Just then, I heard the sound of the front door opening. My sister was back. I remembered our promise not to keep things to ourselves and decided to find a chance to talk to her. After we finished tidying up and things settled down, I brought up what was on my mind.
"Do you think it's okay for me to stay like this?"
"What do you mean? What's wrong with it?"
"I mean, I can't live without you, Sister. I don't ever plan on leaving you, but I'm completely dependent on you."
Despite my anxiety, my sister just smiled and said, "That's perfectly fine."
"I want to support you too, Sister. You give me everything, but I feel like I can't do anything for you."
Without saying anything, my sister stood up, walked over to me, and hugged me tightly.

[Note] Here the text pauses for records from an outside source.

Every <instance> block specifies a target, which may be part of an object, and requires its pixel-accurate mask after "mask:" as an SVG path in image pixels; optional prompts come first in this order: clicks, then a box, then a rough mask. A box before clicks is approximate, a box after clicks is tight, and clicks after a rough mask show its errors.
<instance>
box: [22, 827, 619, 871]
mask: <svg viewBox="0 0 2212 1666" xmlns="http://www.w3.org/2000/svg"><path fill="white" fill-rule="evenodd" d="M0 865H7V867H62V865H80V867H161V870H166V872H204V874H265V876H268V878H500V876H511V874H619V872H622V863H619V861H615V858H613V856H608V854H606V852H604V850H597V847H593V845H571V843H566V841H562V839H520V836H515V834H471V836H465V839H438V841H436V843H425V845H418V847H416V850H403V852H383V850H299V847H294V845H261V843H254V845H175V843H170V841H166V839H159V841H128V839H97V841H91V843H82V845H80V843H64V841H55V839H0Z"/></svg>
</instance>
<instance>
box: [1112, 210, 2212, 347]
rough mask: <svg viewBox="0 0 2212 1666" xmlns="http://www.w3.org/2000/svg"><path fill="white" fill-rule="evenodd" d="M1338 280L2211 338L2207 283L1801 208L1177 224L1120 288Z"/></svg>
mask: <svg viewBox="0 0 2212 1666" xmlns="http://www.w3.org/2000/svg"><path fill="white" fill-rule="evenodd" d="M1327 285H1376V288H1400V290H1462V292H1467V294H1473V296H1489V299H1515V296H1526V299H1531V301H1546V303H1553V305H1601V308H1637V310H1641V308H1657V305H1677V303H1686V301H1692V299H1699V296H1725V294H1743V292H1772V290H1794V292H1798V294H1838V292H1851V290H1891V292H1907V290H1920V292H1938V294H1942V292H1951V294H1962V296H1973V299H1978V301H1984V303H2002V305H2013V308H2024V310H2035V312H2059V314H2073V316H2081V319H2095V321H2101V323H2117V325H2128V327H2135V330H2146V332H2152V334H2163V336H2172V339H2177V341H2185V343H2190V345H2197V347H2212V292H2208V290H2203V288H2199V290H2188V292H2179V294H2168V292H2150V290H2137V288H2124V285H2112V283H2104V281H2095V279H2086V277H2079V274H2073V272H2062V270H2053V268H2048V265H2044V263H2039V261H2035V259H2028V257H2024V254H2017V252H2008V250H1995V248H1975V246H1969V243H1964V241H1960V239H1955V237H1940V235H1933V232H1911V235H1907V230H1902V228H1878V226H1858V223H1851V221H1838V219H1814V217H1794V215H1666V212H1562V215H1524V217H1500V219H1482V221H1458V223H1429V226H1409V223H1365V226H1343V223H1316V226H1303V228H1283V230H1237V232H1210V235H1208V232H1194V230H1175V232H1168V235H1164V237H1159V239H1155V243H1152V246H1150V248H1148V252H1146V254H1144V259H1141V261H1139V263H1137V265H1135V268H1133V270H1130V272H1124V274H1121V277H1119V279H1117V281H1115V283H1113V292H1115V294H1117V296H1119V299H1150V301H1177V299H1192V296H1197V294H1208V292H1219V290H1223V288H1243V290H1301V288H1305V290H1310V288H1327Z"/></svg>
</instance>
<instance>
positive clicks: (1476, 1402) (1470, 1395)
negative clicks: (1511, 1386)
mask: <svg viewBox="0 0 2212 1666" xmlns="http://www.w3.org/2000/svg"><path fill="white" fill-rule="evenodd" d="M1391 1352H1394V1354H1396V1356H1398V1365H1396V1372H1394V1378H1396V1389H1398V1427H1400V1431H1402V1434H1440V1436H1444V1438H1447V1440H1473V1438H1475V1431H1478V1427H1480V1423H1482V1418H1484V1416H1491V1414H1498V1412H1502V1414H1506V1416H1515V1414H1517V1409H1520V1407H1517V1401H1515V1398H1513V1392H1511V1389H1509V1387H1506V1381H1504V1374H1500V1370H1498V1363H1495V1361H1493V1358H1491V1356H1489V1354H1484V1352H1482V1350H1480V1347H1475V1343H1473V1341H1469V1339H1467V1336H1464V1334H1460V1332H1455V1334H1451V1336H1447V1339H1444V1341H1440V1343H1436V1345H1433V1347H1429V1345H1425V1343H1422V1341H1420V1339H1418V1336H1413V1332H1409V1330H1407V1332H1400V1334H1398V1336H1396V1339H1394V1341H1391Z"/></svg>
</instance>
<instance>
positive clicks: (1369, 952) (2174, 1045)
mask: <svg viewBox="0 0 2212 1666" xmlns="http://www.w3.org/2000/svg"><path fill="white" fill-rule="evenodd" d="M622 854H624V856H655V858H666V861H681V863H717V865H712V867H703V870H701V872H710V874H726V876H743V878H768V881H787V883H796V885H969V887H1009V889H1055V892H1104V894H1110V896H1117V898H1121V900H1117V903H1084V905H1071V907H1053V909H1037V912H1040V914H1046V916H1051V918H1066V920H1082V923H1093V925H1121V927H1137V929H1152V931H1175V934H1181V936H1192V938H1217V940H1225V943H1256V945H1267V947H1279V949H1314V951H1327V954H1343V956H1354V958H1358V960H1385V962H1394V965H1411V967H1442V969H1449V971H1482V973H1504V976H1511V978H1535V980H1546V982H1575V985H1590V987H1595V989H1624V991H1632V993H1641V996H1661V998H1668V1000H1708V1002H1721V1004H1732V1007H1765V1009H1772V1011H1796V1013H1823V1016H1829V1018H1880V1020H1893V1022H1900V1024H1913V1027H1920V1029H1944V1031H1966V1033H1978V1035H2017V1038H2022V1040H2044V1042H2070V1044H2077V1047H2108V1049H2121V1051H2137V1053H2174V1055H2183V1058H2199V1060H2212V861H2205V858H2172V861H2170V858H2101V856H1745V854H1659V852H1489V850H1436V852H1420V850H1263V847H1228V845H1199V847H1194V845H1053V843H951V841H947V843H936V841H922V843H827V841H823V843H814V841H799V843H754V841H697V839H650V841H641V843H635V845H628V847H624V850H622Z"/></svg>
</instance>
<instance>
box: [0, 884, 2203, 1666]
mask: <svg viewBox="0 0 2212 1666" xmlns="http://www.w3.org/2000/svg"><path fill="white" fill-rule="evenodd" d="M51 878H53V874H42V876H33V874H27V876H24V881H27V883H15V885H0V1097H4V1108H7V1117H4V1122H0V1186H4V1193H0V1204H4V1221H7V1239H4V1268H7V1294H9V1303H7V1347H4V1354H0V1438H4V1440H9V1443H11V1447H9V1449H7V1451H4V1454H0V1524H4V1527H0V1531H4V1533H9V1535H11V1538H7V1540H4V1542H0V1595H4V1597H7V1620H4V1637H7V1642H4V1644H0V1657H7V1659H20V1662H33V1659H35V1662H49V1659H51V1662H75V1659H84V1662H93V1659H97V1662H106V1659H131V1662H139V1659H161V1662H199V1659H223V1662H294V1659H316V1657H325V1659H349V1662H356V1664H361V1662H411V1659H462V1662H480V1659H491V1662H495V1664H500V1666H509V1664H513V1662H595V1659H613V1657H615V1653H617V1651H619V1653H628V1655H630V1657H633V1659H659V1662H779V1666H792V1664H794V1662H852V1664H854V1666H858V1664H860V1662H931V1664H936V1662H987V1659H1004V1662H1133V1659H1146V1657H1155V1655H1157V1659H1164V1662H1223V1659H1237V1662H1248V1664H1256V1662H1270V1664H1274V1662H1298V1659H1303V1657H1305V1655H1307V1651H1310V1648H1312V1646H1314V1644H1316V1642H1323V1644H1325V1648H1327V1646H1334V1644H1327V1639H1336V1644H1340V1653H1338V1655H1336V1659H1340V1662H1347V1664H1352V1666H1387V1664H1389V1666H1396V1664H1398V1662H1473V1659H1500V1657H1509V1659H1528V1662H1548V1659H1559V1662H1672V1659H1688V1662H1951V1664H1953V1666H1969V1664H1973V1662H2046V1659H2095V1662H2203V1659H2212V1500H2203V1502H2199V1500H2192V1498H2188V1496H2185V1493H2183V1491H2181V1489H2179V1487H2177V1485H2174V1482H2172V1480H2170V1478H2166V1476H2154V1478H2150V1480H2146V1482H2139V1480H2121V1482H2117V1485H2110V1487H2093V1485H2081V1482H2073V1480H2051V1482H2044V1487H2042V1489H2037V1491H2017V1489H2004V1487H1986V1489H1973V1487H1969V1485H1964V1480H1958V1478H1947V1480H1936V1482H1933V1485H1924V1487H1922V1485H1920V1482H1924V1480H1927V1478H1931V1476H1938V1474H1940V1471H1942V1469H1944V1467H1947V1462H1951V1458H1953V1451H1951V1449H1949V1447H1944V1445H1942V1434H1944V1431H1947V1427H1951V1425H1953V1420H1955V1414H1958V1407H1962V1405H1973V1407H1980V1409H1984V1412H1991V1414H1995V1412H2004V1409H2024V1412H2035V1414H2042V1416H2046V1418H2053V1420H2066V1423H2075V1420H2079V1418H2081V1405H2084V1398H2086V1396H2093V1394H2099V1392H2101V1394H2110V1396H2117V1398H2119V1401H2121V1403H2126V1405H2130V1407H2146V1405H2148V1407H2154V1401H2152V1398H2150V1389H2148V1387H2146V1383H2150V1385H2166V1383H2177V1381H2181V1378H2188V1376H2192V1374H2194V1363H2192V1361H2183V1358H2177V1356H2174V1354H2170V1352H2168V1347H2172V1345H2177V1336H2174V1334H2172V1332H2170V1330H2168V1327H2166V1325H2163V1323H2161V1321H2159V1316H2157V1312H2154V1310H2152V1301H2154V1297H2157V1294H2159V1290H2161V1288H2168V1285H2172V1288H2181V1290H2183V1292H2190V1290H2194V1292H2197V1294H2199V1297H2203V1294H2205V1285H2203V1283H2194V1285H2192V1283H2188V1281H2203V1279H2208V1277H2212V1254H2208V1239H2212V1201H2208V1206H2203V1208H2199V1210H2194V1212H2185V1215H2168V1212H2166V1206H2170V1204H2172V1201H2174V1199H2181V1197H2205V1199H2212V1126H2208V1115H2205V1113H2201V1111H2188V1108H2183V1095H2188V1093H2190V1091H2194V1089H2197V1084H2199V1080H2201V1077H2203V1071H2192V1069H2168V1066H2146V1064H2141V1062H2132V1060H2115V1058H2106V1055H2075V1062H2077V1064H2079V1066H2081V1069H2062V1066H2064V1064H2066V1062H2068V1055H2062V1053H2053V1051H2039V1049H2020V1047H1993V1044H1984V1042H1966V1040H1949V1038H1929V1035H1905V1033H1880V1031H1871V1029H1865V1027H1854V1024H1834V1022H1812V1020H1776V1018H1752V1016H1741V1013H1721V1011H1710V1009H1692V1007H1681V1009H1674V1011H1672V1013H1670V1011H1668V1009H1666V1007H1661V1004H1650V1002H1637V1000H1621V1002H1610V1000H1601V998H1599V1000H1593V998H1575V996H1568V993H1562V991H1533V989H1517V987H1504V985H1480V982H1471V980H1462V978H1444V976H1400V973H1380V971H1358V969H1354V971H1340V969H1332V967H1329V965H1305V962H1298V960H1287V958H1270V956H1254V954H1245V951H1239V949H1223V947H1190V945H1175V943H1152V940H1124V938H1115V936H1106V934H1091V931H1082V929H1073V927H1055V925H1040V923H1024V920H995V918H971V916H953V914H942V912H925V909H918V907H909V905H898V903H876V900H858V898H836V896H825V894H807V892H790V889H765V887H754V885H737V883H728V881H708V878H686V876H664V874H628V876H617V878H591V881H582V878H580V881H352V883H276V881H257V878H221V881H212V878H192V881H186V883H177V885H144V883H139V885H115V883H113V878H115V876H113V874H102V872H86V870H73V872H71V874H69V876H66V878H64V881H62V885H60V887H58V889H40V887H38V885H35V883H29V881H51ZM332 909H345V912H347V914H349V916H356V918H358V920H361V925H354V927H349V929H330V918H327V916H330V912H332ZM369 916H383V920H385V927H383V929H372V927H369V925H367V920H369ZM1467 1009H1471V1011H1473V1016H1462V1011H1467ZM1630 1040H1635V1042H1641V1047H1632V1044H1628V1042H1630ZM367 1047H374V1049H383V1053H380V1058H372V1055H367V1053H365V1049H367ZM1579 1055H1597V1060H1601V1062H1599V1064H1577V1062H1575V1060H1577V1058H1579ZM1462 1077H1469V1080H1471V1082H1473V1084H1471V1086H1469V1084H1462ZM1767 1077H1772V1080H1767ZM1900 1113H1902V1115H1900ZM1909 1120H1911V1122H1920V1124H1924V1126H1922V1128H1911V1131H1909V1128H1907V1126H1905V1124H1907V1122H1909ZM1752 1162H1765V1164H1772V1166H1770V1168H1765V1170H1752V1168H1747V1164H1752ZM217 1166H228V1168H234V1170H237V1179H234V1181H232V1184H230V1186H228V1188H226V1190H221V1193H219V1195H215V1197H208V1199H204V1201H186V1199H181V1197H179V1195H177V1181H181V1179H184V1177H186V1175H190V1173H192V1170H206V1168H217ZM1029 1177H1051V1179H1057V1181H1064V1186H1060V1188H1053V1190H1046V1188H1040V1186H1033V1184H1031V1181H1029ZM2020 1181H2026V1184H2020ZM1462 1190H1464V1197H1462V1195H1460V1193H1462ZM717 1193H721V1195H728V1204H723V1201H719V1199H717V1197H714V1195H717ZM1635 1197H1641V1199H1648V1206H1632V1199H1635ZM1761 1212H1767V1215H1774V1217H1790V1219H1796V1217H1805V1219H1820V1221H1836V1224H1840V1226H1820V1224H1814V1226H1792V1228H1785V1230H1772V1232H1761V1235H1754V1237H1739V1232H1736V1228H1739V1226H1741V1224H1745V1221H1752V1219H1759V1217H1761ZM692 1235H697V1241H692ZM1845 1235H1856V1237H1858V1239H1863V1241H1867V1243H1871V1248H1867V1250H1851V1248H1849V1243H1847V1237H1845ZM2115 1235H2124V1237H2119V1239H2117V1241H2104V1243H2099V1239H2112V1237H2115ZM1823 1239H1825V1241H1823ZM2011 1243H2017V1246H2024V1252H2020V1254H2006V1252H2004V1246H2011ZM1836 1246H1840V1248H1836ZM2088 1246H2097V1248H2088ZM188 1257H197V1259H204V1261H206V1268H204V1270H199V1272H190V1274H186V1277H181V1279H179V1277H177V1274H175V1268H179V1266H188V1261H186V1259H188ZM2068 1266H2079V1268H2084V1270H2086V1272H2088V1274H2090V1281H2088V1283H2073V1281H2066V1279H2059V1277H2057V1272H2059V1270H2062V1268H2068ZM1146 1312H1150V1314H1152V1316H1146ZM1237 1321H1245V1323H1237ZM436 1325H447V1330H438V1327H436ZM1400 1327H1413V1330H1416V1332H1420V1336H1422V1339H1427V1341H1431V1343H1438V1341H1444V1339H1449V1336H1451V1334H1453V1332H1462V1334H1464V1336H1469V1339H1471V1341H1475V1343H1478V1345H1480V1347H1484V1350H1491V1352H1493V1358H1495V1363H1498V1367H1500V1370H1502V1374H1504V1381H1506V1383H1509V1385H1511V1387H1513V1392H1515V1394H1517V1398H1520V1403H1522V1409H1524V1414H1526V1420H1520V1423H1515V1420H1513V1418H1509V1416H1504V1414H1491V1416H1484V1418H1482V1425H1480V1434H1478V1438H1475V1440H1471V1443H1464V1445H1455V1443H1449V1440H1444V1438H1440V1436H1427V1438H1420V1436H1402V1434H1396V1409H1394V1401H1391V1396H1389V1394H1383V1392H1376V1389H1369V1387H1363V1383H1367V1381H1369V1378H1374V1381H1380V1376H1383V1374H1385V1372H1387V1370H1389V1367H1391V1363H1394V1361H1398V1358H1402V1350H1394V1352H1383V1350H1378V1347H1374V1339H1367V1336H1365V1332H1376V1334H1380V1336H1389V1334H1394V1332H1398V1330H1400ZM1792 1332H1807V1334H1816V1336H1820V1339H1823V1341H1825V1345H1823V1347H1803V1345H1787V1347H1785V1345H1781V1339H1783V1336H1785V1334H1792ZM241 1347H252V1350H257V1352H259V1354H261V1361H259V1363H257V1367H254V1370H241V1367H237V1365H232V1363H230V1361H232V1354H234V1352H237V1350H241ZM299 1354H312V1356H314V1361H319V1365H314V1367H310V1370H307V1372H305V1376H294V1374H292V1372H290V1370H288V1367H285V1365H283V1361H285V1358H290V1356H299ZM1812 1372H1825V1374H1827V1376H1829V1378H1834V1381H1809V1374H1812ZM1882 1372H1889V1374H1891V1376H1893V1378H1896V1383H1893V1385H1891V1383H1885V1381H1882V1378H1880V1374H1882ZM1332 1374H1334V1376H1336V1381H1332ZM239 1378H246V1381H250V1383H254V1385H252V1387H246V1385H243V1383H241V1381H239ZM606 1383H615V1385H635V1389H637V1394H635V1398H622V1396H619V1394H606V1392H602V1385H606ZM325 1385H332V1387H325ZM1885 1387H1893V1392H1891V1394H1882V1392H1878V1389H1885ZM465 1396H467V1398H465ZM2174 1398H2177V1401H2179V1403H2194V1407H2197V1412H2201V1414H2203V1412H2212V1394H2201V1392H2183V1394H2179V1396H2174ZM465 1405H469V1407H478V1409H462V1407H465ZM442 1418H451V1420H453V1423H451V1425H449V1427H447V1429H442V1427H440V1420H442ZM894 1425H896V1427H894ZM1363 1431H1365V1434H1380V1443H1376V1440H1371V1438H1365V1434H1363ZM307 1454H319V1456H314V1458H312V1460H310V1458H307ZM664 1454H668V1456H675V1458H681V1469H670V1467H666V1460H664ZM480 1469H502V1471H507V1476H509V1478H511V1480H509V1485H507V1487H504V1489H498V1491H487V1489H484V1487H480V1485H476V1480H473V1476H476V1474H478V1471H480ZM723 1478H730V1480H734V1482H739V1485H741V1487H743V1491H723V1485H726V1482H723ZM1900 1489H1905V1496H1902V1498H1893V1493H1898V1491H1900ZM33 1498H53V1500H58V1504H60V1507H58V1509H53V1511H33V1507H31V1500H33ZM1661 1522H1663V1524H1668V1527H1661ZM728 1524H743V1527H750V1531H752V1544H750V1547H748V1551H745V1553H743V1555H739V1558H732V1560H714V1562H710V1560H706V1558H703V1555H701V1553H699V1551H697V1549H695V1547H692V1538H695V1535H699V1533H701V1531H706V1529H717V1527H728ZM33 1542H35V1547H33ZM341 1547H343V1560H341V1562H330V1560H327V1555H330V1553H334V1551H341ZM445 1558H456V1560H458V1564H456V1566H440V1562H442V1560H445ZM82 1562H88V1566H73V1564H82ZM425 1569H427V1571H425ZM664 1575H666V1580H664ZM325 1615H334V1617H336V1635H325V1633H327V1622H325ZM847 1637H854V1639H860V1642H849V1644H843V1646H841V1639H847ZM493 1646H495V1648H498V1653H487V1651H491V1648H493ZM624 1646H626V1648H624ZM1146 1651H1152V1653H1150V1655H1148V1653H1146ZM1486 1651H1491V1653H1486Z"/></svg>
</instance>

"Because you're here, I can keep going. Just the fact that you're alive makes me so happy."
"But if this keeps up, it'll be too much of a burden on you."
"If that's how you feel, then... I want you to love me forever. I want you to stay at home and avoid interacting with anyone else as much as possible."
"Is it okay after I graduate?"
"Yes, if you do it now, you might regret it someday. I want you to think it over until you graduate. If you're truly convinced, then let's spend the rest of our lives together."
"...Okay, I understand."
I had thought about working or doing something to be prepared in case anything happened, but I changed my mind. That idea was just me looking for an escape route, not really believing my sister could fail. I realized I just wanted a way to survive on my own, if necessary. But I decided to stop thinking that way. From now on, no matter what happens, I'll love my sister and stay by her side forever. With that decision made, my sister stroked my head, saying, "Good girl."
"Then I'll do my best to meet your expectations, Sister. You're the one who's always making me feel good, but from now on, I'll make sure to make you feel good too."
When I declared this with determination, she hugged me even tighter. It started to get a bit uncomfortable, so I tried to get her to loosen her grip, but instead, she suddenly let go and lifted me up again. She headed straight for the bedroom, and I hurriedly protested.
"Wait, Sister. We already did it this morning, didn't we? After all that, you still want to do it again?"
"How could I resist when you say something so adorable? It's not my fault you're just too cute."
My protests were dismissed with incomprehensible reasoning, and today, once again, I was completely melted into a puddle by my sister. The thought that this might become a daily occurrence after I graduate makes me so happy that it scares me. Someday, I want to love my sister in this way too.
Having managed to stay conscious, I spoke to my sister, who was lying beside me with a satisfied expression.
"Hey, sis. Are you happy right now?"
"Of course. How about you, Kaya?"
"Yeah? Of course, I am too."
I hugged my sister tightly, determined not to let go of the happiness I had finally grasped after so many attempts. I wouldn't let go or drift apart. As we looked at each other without speaking, we slowly moved closer and our lips met. It was a sweet kiss, just like the first time, and no matter how many times we shared it, it never lost its intensity.